Figure 1.

(A) Partial amino acid sequence of Xenopus laevis histone H3. Relatively unstructured residues based on the nucleosome core particle crystal structure are bold. Conformationally flexible residues detected in MAS NMR spectra of 16-mer nucleosome arrays in this study are underlined. (B) Schematic representation of the 16-mer nucleosome arrays with variable length (15, 30 or 60 bp) DNA linkers between nucleosome units. Also shown is the crystal structure of the nucleosome core particle (PDB entry 1KX5)³² with DNA and histone H3 colored blue and green, respectively, and histones H2A, H2B and H4 colored grey. (C) Representative AFM images of the 16-mer nucleosome arrays containing 15, 30 and 60 bp DNA linkers as indicated, showing the increase in internucleosome separation as a function of increasing linker DNA length.

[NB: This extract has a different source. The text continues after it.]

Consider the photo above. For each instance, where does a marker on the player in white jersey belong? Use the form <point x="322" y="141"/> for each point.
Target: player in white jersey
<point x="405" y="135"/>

All images are shown on the same scale with the scale bar indicated in the leftmost panel. (D) Representative strips from 3D HNCA (blue contours) and HN(CO)CA (red contours) spectra of 16-mer nucleosome arrays with 15 bp DNA linkers reconstituted with ¹³C,¹⁵N-enriched histone H3, showing sequential connectivity for residues S10-K14. (E) ¹⁵N–¹H HSQC spectra of 16-mer nucleosome arrays with 15 bp (blue), 30 bp (green), and 60 bp (magenta) DNA linkers, with the resonance assignments indicated. All spectra were recorded at 800 MHz ¹H frequency, 10 kHz MAS rate, and sample temperature of ~35 °C.